Supongo que cualquier invocación al Derecho Natural y a los argumentos de la Declaración de Madrid, en la que mil intelectuales aportaban razones científicas, no ideológicas en defensa de la vida, no le producirá al Rey ningún impacto especial porque tiene a su lado una mujer consciente de que la vida y la muerte no deben estar en nuestras manos.
Comprendo que el hecho de que Don Juan Carlos no sancionara la ley sería un «escándalo», pero uno de esos «escándalos» de los que anda necesitada nuestra sociedad y nuestro tiempo. Cuando se plantea esta hipótesis, la clase política proabortista echa los pies por alto. Aduce que la Constitución está para cumplirla y el primero que debe hacerlo es el jefe del Estado. Pero, ¿es posible que a un Rey y al último de los ciudadanos se le obligue a actuar en contra de su conciencia, que es la última instancia de los actos humanos? ¿Tendrá alguna otra vez una ocasión como ésta de ser fiel a aquel compromiso expresado con énfasis al comienzo de su reinado de ser «el Rey de todos los españoles», incluidos los aún no nacidos?
Balduino de Bélgica, con la ayuda de sus asesores, encontró la fórmula. Y pasará a la historia no por la descolonización del Congo belga o por haber ostentado la jefatura del Estado con habilidad, prudencia y entrega, sino por su gesto coherente de no firmar una ley que era un atentado a sus principios.

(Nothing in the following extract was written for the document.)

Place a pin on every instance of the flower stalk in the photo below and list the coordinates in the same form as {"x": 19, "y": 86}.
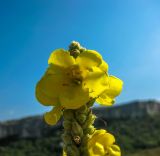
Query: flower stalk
{"x": 74, "y": 80}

Recientemente se ha especulado sobre las filigranas jurídicas que, dentro de la legalidad, permitirían atender las demandas de los corsarios del Indico. ¿Acaso no es éste también un problema de vida o muerte, pero multiplicado por millones? ¿Valen menos las vidas de los fetos?
Mucho se ha escrito –en libros y reportajes- sobre las luces y sombras del reinado de Don Juan Carlos. Uno de sus aciertos más indiscutibles es su papel de embajador extraordinario (extraordinario en el doble sentido de la palabra) en sus viajes por el mundo. Y otro mérito: su capacidad de seducción, sobre todo con la Prensa. Es maestro en el trato con los periodistas. De sus errores se ha señalado con frecuencia la opacidad de las finanzas en la Casa Real y el trato con «amistades peligrosas» referidas al mundo de los negocios. Añadiría una más: su inclinación por «borbonear», algo que lo lleva en los genes, aunque a gran distancia de su abuelo. Sea como fuere, ninguna actuación del Rey sería tan equivocada como la firma de una ley que es una réplica,,mutatis mutandi, del holocausto judío.
Si no oyó el clamor de los manifestantes por las calles de Madrid el pasado 17 de octubre, escuche el de una población mucho más numerosa que le pide piedad para los niños que quieren nacer. Y recuerde que «el mal legalizado sigue siendo mal».
Un día no lejano, el 23-F del 81, salvó nuestra democracia recién nacida. De alguna manera hizo un quiebro a la Constitución porque la ley fundamental no contempla supuestos lorquianos (un guardia civil que irrumpe, pistola en mano, en el Parlamento). Ahora le pedimos algo más humano, más grande, más sublime que la democracia: ¡salve nuestra dignidad!